Earlier in Introduction to case studies we introduced the Alice and Bob case studies where Alice is deploying a private government cloud and Bob is deploying a public cloud each with different security requirements. Here we discuss how Alice and Bob would address monitoring and logging in the public vs a private cloud. In both instances, time synchronization and a centralized store of logs become extremely important for performing proper assessments and troubleshooting of anomalies. Just collecting logs is not very useful, a robust monitoring system must be built to generate actionable events.

Alice’s private cloud

As Alice is building out a new cloud within an existing organization, she is able to leverage several existing tools inside the existing business unit to help monitor and log her environment. She assigns a resource to the Security Operations Center (SOC) to monitor and respond to alerts coming from the new infrastructure.
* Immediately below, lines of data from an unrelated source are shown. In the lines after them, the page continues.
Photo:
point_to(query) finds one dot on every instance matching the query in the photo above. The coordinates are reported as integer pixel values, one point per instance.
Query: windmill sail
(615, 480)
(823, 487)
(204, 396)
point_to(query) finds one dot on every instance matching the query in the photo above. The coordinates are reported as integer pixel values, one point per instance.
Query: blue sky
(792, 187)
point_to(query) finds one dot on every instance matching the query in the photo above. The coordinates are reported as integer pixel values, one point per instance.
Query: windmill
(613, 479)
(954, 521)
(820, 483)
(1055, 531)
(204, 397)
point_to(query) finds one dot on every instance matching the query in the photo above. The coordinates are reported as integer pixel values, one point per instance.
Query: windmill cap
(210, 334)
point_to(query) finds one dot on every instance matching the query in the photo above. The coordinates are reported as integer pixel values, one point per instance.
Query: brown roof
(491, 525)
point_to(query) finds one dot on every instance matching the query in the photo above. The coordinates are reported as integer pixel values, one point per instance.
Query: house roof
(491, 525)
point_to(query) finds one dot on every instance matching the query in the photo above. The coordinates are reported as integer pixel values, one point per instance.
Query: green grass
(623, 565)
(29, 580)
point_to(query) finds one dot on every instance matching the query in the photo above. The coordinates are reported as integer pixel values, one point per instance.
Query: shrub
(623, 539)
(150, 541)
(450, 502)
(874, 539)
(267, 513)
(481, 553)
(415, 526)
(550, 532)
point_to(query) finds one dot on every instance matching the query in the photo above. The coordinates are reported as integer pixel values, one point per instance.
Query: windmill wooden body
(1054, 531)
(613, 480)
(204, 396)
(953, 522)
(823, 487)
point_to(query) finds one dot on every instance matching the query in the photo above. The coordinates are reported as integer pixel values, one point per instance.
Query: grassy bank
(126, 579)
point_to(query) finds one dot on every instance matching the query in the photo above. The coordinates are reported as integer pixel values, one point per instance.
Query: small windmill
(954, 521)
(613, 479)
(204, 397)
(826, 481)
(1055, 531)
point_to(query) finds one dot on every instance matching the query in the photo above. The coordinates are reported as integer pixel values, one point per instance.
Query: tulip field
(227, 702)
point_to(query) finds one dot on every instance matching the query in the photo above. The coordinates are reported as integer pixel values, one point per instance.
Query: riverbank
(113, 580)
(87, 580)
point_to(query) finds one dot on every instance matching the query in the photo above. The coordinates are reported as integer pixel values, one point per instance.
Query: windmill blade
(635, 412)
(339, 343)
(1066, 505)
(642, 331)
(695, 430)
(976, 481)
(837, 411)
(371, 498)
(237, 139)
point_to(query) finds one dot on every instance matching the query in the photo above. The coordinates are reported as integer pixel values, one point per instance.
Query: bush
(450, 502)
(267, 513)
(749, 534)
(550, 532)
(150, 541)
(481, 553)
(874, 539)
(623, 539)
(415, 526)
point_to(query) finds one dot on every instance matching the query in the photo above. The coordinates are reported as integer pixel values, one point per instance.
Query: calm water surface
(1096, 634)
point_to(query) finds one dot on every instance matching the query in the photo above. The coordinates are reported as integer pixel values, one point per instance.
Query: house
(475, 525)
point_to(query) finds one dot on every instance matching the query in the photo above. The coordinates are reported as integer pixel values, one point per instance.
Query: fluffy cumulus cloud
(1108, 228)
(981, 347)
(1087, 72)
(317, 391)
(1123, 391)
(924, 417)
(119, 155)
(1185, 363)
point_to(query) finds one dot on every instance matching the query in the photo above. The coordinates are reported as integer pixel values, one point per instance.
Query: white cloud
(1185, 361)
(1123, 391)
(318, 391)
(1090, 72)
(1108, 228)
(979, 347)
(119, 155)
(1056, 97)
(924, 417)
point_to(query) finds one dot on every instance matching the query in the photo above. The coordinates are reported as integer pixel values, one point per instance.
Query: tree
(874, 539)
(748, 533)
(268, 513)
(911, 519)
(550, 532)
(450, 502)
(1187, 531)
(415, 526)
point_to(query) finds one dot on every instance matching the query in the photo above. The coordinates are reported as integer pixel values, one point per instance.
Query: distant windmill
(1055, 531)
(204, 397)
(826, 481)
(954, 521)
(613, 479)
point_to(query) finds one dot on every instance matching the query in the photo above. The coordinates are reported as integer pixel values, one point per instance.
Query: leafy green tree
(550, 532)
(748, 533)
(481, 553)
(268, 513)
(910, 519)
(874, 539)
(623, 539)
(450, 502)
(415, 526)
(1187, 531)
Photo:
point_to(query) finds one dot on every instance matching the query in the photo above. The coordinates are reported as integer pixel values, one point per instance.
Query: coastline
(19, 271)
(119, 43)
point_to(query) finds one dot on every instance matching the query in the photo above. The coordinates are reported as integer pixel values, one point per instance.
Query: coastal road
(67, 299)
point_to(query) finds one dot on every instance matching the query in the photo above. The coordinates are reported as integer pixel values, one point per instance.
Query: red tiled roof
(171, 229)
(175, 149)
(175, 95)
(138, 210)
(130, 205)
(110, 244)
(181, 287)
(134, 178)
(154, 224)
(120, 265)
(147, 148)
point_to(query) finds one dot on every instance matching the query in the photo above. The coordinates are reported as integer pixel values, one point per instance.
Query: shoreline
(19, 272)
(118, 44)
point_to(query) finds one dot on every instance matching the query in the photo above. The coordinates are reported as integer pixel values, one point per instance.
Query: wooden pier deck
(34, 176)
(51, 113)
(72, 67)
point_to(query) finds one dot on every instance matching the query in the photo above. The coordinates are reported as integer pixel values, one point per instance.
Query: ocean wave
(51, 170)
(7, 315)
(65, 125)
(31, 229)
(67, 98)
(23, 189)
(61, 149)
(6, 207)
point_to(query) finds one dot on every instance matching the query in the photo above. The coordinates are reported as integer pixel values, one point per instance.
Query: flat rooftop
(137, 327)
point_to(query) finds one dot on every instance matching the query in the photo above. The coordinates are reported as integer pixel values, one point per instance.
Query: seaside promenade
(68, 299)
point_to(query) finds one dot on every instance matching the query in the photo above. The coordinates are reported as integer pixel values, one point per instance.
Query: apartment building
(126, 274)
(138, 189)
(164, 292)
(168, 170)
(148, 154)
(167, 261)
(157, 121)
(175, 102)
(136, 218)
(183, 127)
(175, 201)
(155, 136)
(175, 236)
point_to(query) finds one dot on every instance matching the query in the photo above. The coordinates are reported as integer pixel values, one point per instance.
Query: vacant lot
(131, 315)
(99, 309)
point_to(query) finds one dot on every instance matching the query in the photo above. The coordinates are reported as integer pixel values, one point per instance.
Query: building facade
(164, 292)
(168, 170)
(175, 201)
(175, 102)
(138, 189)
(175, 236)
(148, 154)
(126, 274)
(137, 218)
She uses a currently existing Security Event and Incident Management (SEIM) solution, and configures secure logging to the SEIM event collector. Alice and the SOC analyst build the SEIM views so that logs are correlated by type, and trigger alerts on unexpected or “interesting” events, such as a successful login by a user immediately after a string of failed login attempts within a given timeframe. The SOC analyst is also given escalation protocols and contact information so that when an specific event occurs, the analyst will escalate to the proper resource and coordinate communications about the event.

Alice ensures that only her resource in the SOC has access to SEIM feeds from her systems as well as the database back-end. She also gives the services teams read-only access to separate views SEIM feeds so that they can perform compliance-related duties such as regular log review or create tickets for tracking and other engagement. Finally, based on the default reporting that is currently built out, Alice may choose to hire a consultant to ensure specific events are captured for compliance purposes, or that specific events trigger the proper SEIM workflows.

Bob’s public cloud

Bob is also building out a new cloud group, and outlines both a Security Operations Center (SOC), as well as the processes and procedures for responding to security events. As Bob’s cloud will be able to be used by “anyone with a credit card” he wants to have a well-defined policy in place for issues that may arise. He outlines how SOC analysts can respond to malicious traffic detection, instances being compromised, external requests, and more. To aid the SOC he configures an Elasticsearch, Logstash, and Kibana (ELK) cluster to collect, correlate and identify security events. Bob also builds a Django based web application for his customers to perform self-service log retrieval from the Logstash systems. He does not allow user requests and ensures tenant validation so that tenants only have access to their own log events. Finally, Bob configures an NTP server to ensure all events maintain a consistent timeline.